Duolingo is set out into different categories, such as basic, home, activities, school and food for example. Within each category are five levels and each level has five lessons. To move on through each level you answer between 10 and 12 questions correctly. Once you complete all five levels more categories are unlocked.
At first, I found some of the lessons too easy and repetitive, but having moved on, I realise why the phrases are repeated in this way, as it trains your brain continuously to remember the different forms each word takes on, from verb changes to whether word is male or female, plural or singular etc.
Once you reach Checkpoint 1 in French, you then open a new section known as books, which is easily accessed by clicking on the icon of a book at the bottom of your screen. These are little mini stories, with sentences and phrases that you listen to and fill in the gaps and answer questions to complete.
There are 8 books per level, and you must complete each level before the next set of stories are unlocked. With each new level the stories increase in difficulty, becoming more challenging and introducing one or two new words.
I found this a really fun way to learn as you can actually see and hear how a conversation takes place, rather than just one sentence or phrase at a time.
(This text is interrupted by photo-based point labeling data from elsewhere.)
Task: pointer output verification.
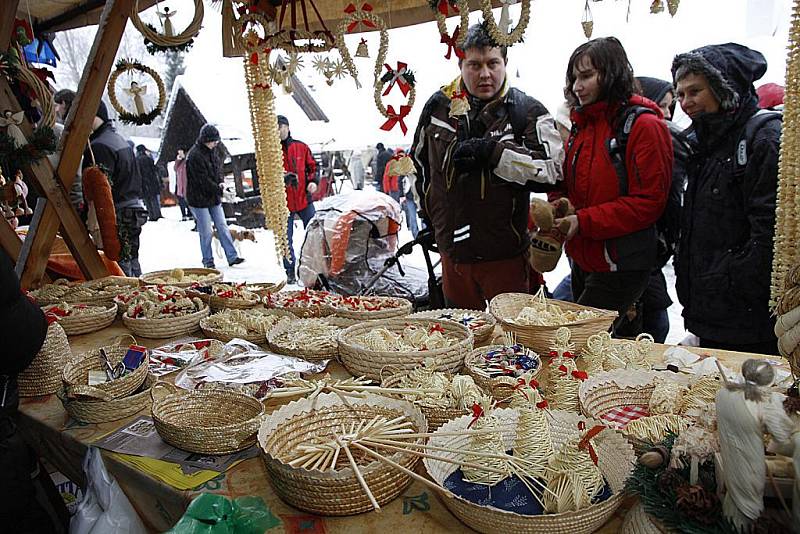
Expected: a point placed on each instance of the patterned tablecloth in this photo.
(62, 441)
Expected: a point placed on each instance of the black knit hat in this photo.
(208, 133)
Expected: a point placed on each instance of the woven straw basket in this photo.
(206, 421)
(359, 360)
(85, 323)
(252, 336)
(321, 310)
(480, 334)
(616, 460)
(102, 411)
(323, 351)
(166, 327)
(434, 415)
(501, 387)
(337, 492)
(43, 375)
(149, 278)
(540, 338)
(76, 375)
(618, 388)
(398, 308)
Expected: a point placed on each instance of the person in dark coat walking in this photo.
(151, 185)
(724, 257)
(204, 195)
(23, 329)
(111, 153)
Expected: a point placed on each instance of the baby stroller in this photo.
(351, 248)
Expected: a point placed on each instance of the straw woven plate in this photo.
(206, 421)
(481, 334)
(390, 307)
(539, 338)
(359, 360)
(334, 493)
(191, 276)
(85, 323)
(616, 460)
(166, 327)
(88, 410)
(43, 375)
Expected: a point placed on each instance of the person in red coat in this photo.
(301, 182)
(612, 236)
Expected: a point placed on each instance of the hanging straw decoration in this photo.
(575, 478)
(269, 155)
(787, 215)
(499, 33)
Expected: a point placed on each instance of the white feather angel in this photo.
(745, 411)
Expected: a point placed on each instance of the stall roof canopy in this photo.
(55, 15)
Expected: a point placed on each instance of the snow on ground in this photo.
(169, 243)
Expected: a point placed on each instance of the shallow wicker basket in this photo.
(500, 387)
(321, 310)
(252, 336)
(540, 338)
(616, 460)
(359, 360)
(76, 374)
(166, 327)
(333, 493)
(85, 323)
(434, 415)
(608, 390)
(213, 276)
(88, 410)
(324, 351)
(480, 334)
(207, 421)
(398, 307)
(43, 375)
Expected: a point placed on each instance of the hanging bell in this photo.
(672, 6)
(362, 50)
(657, 6)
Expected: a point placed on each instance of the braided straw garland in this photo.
(168, 41)
(516, 35)
(124, 66)
(269, 155)
(787, 215)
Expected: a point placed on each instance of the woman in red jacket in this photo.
(612, 237)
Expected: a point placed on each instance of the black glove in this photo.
(475, 153)
(290, 179)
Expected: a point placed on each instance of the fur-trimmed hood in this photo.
(729, 68)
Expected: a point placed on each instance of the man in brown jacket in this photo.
(480, 148)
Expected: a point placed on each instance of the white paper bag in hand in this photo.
(104, 507)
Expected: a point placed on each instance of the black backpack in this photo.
(668, 225)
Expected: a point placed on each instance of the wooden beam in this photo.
(76, 132)
(8, 13)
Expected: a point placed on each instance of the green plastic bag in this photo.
(216, 514)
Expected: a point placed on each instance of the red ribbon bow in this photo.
(351, 9)
(585, 442)
(395, 118)
(452, 44)
(399, 77)
(477, 413)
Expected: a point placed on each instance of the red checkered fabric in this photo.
(619, 417)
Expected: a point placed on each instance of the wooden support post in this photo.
(76, 132)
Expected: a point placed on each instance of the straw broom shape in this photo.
(269, 154)
(787, 227)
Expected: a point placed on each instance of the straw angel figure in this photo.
(136, 91)
(169, 31)
(745, 411)
(11, 121)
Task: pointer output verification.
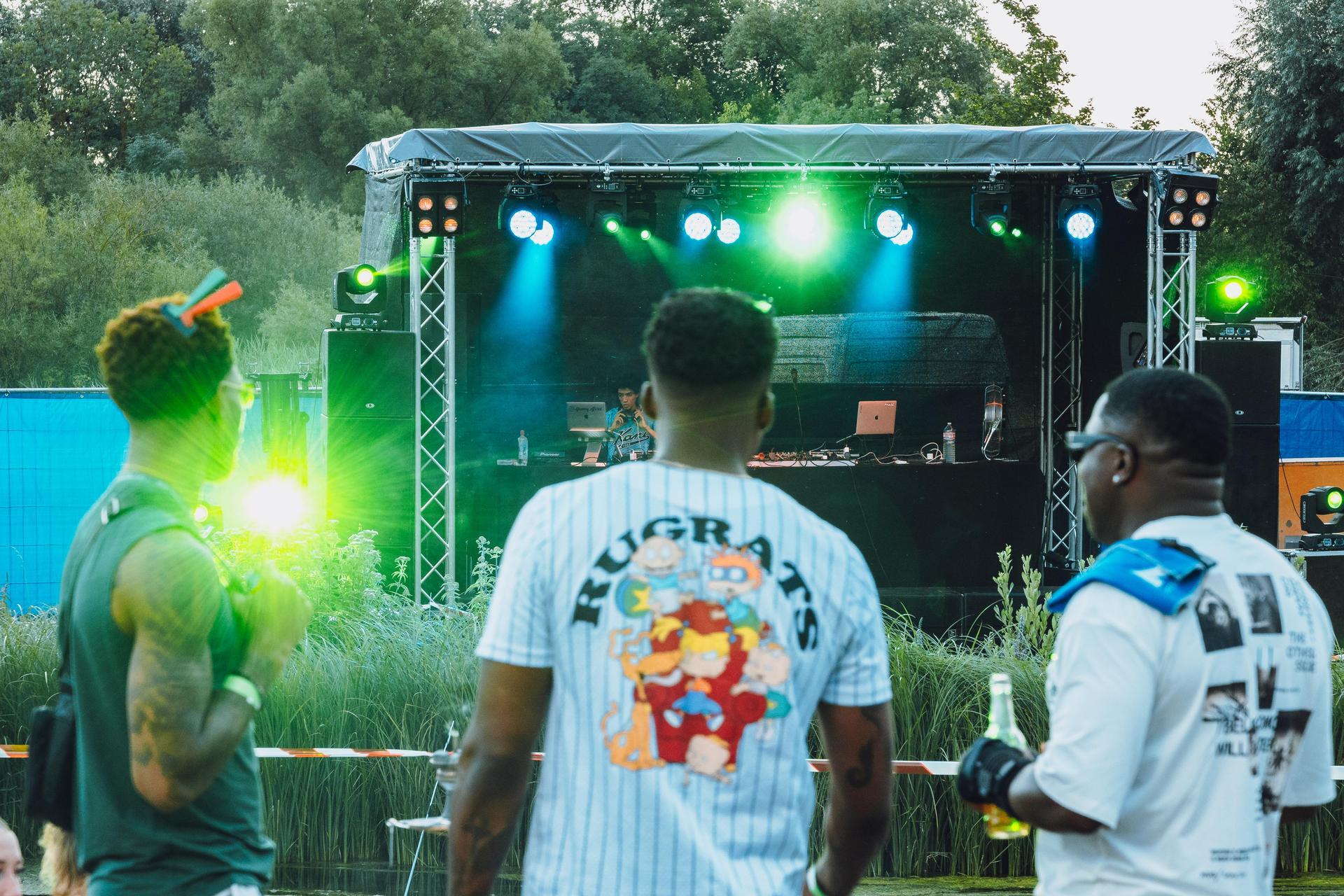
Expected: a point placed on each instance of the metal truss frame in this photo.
(1060, 387)
(1171, 292)
(433, 266)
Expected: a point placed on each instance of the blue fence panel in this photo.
(1310, 425)
(58, 451)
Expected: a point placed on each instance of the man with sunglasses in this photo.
(1183, 726)
(168, 668)
(628, 428)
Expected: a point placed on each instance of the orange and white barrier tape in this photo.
(898, 766)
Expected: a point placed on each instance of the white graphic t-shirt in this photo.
(692, 621)
(1187, 735)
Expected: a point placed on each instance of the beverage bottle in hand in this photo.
(1003, 726)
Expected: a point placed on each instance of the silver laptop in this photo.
(587, 418)
(876, 418)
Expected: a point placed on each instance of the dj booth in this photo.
(924, 526)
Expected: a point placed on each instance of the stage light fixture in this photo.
(437, 207)
(701, 210)
(1079, 211)
(730, 232)
(1189, 199)
(1323, 501)
(991, 209)
(1231, 300)
(524, 210)
(608, 204)
(359, 289)
(889, 210)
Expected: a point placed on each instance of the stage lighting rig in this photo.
(1231, 300)
(889, 210)
(524, 211)
(1189, 200)
(1322, 514)
(437, 207)
(608, 206)
(701, 211)
(359, 289)
(991, 209)
(641, 213)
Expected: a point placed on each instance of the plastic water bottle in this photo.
(1003, 726)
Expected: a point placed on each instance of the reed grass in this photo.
(378, 672)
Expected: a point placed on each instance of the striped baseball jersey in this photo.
(692, 621)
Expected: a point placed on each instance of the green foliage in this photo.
(101, 78)
(70, 264)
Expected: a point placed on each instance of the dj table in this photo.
(918, 524)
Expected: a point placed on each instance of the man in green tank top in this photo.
(169, 666)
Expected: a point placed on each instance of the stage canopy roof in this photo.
(717, 146)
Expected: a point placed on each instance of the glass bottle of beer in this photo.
(1003, 726)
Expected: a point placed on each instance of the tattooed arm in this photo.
(182, 729)
(495, 767)
(858, 742)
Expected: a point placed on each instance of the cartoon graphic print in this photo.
(706, 668)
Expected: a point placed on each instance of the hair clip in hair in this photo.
(209, 295)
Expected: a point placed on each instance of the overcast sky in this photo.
(1142, 52)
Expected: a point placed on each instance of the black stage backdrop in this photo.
(538, 327)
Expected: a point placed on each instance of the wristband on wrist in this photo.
(813, 887)
(988, 770)
(244, 687)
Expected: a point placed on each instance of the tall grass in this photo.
(378, 672)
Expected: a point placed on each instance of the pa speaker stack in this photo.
(369, 418)
(1249, 374)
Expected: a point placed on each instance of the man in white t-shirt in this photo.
(675, 625)
(1190, 694)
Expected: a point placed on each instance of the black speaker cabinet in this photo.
(370, 374)
(1249, 374)
(371, 477)
(1250, 492)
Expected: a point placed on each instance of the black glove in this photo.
(987, 771)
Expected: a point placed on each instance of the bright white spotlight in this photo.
(543, 234)
(276, 505)
(698, 226)
(1081, 225)
(890, 223)
(729, 232)
(522, 223)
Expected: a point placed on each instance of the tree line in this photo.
(254, 106)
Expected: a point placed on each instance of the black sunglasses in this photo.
(1078, 444)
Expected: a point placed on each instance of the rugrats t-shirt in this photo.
(1187, 735)
(692, 621)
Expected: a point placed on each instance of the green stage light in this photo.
(276, 505)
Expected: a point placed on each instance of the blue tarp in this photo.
(58, 451)
(1310, 425)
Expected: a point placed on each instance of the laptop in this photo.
(587, 418)
(876, 418)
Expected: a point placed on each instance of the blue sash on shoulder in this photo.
(1163, 574)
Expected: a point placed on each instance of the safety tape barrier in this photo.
(898, 766)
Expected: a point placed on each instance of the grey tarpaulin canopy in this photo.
(626, 144)
(499, 150)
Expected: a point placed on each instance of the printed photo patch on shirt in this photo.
(1264, 603)
(1288, 738)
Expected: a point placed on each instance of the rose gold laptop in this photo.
(876, 418)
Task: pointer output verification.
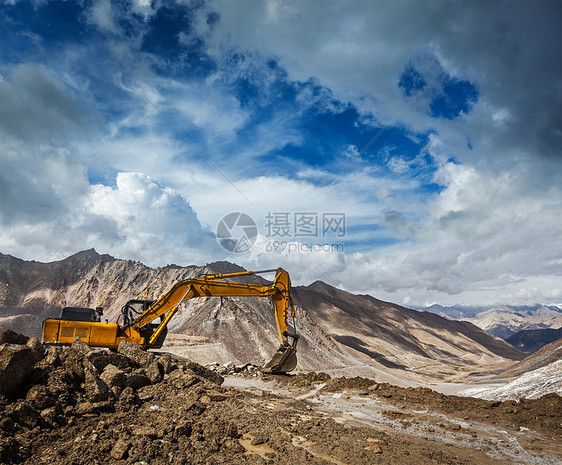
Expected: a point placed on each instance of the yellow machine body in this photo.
(149, 335)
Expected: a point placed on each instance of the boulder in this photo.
(114, 377)
(101, 358)
(120, 449)
(203, 372)
(133, 352)
(137, 379)
(11, 337)
(96, 389)
(72, 357)
(154, 373)
(165, 362)
(16, 365)
(40, 397)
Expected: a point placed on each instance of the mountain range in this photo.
(504, 320)
(341, 333)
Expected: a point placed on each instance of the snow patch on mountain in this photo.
(531, 385)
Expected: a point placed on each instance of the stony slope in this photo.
(340, 331)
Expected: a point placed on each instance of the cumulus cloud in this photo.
(473, 217)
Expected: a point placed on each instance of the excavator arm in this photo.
(145, 333)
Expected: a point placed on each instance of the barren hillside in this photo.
(341, 332)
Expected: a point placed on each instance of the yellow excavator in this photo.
(145, 321)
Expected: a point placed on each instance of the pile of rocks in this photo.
(48, 388)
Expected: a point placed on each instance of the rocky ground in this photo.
(80, 405)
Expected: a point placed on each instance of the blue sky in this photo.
(135, 126)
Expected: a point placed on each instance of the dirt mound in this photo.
(85, 406)
(309, 379)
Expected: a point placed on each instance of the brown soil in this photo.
(97, 407)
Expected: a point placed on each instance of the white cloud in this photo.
(102, 15)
Whilst you’re answering the questions and completing the books, you are consistently gaining bonuses known as Lingots and XP. You also gather gold stars at the end of every fifth level and with all these various rewards you’re able to buy little gifts from the Duo shop, which is accessed through the shop icon at the bottom of the screen. For example you can acquire extra outfits for Duo the owl, streak freezes or even extra lives.
You automatically become part of a league table with many people across the world who are also learning a language. The more you learn, the more your rewards grow and the more XP points you gather from completing lessons helps you move up through the 5 league tables. So if you’re competitive, this is a great app for you.
I’ve reached day 205, without missing a day, which I think is quite impressive. You have to continually complete a level every day for approximately 85 days or so to receive rewards to use in the Duolingo shop.
Honestly, I know I’ve a long way to go, but I’m pleased that my understanding of the simplest French phrases and words has expanded so much.
I admit I don’t spend as much time on Duolingo now as I did at the beginning, mainly due to work commitments but as it’s something I’m enjoying, I know I will continue to carry on even if it’s just 15 mins a day.
Maybe you fancy learning a new language? You could also get the whole family to try Duolingo. My husband chose to expand his Welsh, whilst my son chose Russian, but changed to Italian and French and my daughter chose Spanish to start and changed to French. Duolingo is such an easy app to start you on your way, just try the free version first and see how you get along.
My hope is that one day, when this pandemic is under control and we can return to some form of normality and travelling abroad will not be a risk, we will return to France. I would love to be able to hold a decent conversation in French, albeit not fluently, but certainly with plenty of effort and enthusiasm and a few good phrases.